US 12,386,883 B2
Fine-grained visual content search platform
Chun Ming Chan, Hong Kong (HK); Zheng Long Li, Hong Kong (HK); Yi Ping Tse, Hong Kong (HK); and Sung Ho Cheung, Hong Kong (HK)
Assigned to Hong Kong Applied Science and Technology Research Institute Company Limited, Hong Kong (HK)
Filed by Hong Kong Applied Science and Technology Research Institute Company Limited, Hong Kong (HK)
Filed on Feb. 22, 2023, as Appl. No. 18/172,356.
Claims priority of provisional application 63/330,311, filed on Apr. 12, 2022.
Prior Publication US 2023/0325434 A1, Oct. 12, 2023
Int. Cl.
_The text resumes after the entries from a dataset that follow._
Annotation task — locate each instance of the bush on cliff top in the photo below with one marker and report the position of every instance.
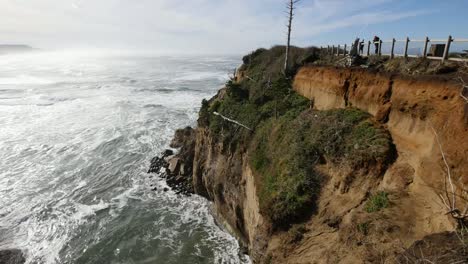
(288, 140)
(284, 152)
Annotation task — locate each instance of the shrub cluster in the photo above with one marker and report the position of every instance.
(288, 140)
(285, 151)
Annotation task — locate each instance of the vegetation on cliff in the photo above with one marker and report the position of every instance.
(284, 153)
(289, 139)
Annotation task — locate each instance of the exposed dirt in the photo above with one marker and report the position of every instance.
(413, 109)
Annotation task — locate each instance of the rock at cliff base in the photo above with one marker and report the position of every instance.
(174, 165)
(11, 256)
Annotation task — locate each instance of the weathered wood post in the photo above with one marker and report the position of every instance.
(426, 42)
(380, 47)
(406, 47)
(368, 48)
(447, 49)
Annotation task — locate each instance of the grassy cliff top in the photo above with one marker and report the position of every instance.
(288, 138)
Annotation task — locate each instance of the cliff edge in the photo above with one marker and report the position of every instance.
(334, 165)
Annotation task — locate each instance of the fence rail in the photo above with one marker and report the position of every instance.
(436, 45)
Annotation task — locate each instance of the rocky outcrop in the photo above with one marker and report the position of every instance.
(11, 256)
(418, 112)
(177, 169)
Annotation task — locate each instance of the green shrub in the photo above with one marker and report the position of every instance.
(377, 202)
(284, 152)
(288, 140)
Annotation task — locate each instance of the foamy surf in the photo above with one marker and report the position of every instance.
(76, 140)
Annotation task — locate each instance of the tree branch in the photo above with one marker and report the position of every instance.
(232, 121)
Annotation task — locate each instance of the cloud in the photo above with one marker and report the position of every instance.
(181, 25)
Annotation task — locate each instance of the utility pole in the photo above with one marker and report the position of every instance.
(291, 5)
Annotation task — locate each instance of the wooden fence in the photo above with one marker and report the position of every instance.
(366, 51)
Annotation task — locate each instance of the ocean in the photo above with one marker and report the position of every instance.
(77, 133)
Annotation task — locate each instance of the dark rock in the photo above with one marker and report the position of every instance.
(182, 137)
(11, 256)
(177, 168)
(168, 152)
(174, 166)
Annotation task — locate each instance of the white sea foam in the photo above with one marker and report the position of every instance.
(24, 79)
(74, 146)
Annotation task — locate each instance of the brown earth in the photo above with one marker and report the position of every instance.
(413, 110)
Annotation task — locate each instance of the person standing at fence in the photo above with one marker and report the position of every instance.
(361, 47)
(377, 44)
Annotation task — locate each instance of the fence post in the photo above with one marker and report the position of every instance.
(380, 47)
(406, 47)
(447, 49)
(426, 41)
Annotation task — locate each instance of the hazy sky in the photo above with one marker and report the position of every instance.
(220, 26)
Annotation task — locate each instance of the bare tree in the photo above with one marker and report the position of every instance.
(291, 5)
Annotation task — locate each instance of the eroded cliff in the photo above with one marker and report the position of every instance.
(315, 184)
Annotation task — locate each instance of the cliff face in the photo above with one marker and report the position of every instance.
(363, 214)
(413, 109)
(225, 177)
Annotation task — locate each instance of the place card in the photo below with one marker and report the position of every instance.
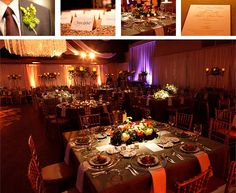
(153, 147)
(104, 147)
(66, 17)
(163, 132)
(207, 20)
(109, 19)
(83, 23)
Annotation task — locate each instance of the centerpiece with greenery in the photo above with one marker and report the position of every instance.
(134, 131)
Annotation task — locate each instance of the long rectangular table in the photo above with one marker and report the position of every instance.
(125, 182)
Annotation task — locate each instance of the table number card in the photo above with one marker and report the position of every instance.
(109, 19)
(66, 17)
(83, 23)
(208, 20)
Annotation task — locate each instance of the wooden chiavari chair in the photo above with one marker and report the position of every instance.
(183, 121)
(198, 184)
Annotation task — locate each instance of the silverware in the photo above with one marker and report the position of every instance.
(170, 160)
(134, 170)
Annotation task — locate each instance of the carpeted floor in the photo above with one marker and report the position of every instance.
(16, 124)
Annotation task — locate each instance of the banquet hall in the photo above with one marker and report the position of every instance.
(100, 116)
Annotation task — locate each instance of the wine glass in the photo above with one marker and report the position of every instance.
(197, 130)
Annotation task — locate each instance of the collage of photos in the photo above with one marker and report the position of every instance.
(117, 96)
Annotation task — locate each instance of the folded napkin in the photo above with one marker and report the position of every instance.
(80, 176)
(67, 153)
(147, 102)
(234, 121)
(104, 106)
(63, 112)
(203, 160)
(158, 180)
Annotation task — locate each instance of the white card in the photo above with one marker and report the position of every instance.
(208, 20)
(83, 23)
(104, 147)
(66, 17)
(109, 19)
(153, 147)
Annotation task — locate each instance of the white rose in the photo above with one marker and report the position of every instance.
(125, 137)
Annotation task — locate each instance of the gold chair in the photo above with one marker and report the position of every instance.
(198, 184)
(183, 121)
(221, 131)
(224, 115)
(87, 121)
(231, 179)
(55, 173)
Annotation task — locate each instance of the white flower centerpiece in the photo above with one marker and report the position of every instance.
(161, 94)
(170, 88)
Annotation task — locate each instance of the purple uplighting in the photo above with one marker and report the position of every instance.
(141, 60)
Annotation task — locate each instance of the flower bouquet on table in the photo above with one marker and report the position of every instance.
(161, 94)
(134, 131)
(170, 88)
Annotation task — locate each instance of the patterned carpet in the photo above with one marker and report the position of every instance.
(8, 116)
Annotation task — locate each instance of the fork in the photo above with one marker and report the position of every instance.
(131, 171)
(134, 170)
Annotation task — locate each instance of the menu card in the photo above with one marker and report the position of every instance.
(83, 23)
(207, 20)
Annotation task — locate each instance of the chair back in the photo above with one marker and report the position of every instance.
(223, 115)
(198, 184)
(231, 177)
(224, 103)
(35, 177)
(183, 121)
(92, 120)
(218, 129)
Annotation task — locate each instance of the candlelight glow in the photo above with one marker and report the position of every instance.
(91, 55)
(83, 55)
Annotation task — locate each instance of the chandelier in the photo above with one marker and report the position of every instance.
(36, 48)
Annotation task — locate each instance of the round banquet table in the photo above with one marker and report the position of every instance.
(72, 111)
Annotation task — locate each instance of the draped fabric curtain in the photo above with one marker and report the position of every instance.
(187, 69)
(141, 59)
(30, 75)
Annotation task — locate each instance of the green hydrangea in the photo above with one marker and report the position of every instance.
(29, 17)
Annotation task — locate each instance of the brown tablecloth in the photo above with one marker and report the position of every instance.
(98, 31)
(186, 5)
(126, 182)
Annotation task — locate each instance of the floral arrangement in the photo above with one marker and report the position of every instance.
(171, 89)
(161, 94)
(144, 11)
(134, 131)
(29, 17)
(57, 94)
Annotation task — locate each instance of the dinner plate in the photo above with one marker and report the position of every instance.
(174, 139)
(83, 140)
(148, 160)
(99, 161)
(182, 134)
(112, 150)
(189, 148)
(128, 153)
(166, 145)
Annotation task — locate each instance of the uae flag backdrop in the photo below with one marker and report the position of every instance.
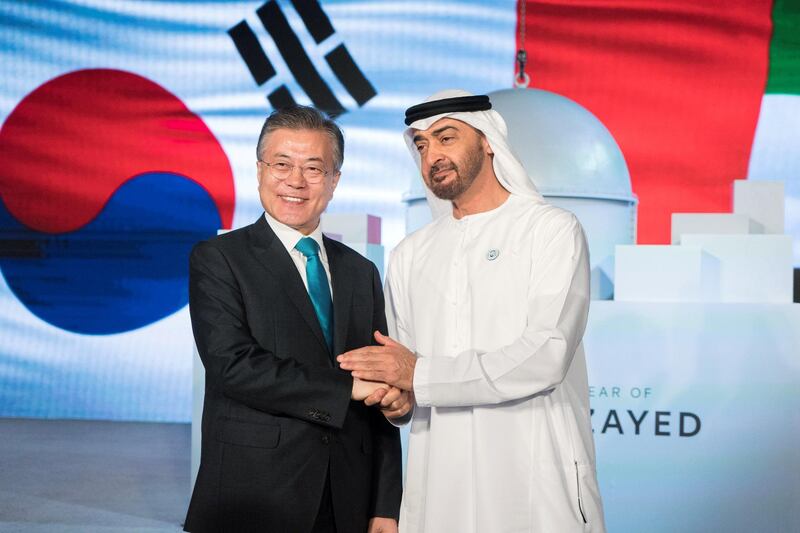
(697, 94)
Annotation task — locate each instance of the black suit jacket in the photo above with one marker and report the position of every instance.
(277, 415)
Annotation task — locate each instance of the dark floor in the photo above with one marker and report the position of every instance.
(86, 476)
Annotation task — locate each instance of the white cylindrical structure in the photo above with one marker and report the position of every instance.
(575, 163)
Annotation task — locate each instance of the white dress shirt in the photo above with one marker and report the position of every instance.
(289, 237)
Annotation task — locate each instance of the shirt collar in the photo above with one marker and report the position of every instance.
(289, 237)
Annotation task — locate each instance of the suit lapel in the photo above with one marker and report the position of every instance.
(342, 283)
(273, 256)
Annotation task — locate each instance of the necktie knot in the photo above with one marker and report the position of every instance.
(308, 247)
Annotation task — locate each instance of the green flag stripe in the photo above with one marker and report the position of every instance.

G06F 16/532 (2019.01); G06F 16/538 (2019.01); G06F 16/55 (2019.01); G06N 3/045 (2023.01); G06N 3/0464 (2023.01)
CPC G06F 16/532 (2019.01) [G06F 16/538 (2019.01); G06F 16/55 (2019.01); G06N 3/045 (2023.01); G06N 3/0464 (2023.01)] 8 Claims
OG exemplary drawing
 
1. A method for training an apparatus for multi-focus fine-grained (MFFG) image search and retrieval, wherein the apparatus comprises:
a feature extraction network executed by at least one processor configured to extract one or more basic query features of a query object from a query image;
a class learning module executed by at least one processor configured to generate one or more first specific query features from the basic features, wherein the first query specific features represent an overall appearance of the query object;
a local description module executed by at least one processor configured to generate one or more second specific query features from the basic features, wherein the second query specific features represent local details of the query object;
an image search engine executed by at least one processor configured to:
combine the first specific query features and the second specific query features to form one or more image-query joint features;
obtain one or more features of each of a plurality of gallery image objects belonging to a meta-category of the query object;
determine a cosine distance between the image-query joint features and the features of each of the gallery image objects;
sort the gallery image objects by the cosine distances from most similar to the query object to least similar to the query object, wherein the gallery image object having the shortest cosine distance between the image-query joint features and the features of the gallery image object being the most similar to the query object, and the gallery image object having the longest cosine distance between the image-query joint features and the features of the gallery image object being the least similar to the query object; and
output N number of gallery images of the sorted gallery image objects that are most similar to the query object; and
an outline description module executed by at least one processor configured to generate one or more third specific query features from the basic query features, wherein the third specific query features represent an outline of the query object;
wherein the image search engine is further configured to combine the first specific query features, the second specific query features, and the third specific query features to form one or more image-query joint features of the query object;
wherein the method for training the apparatus comprises:
obtaining a training dataset comprising a plurality of original images each containing one of a plurality of sample objects belonging to one of a plurality of sub-categories belonging to a single meta-category;
generating a Region Confusion Mechanism (RCM) image for each of the original images by an augmentation module, wherein the RCM image is generated by separating the corresponding original image into a plurality of blocks followed by randomly reshuffling positions of the blocks and one or more of vertical flipping and horizontal flipping of the blocks;
extracting one or more sample features of the sample object from each of the original images and each of the RCM images by the feature extraction network;
iteratively training the class learning module, the local description module, and the outline description module with the sample features until classification models of all of the modules converge, comprising:
minimizing a first pair-wise loss of the class learning module;
minimizing a second pair-wise loss of the local description module; and
minimizing a third pair-wise loss of the outline description module.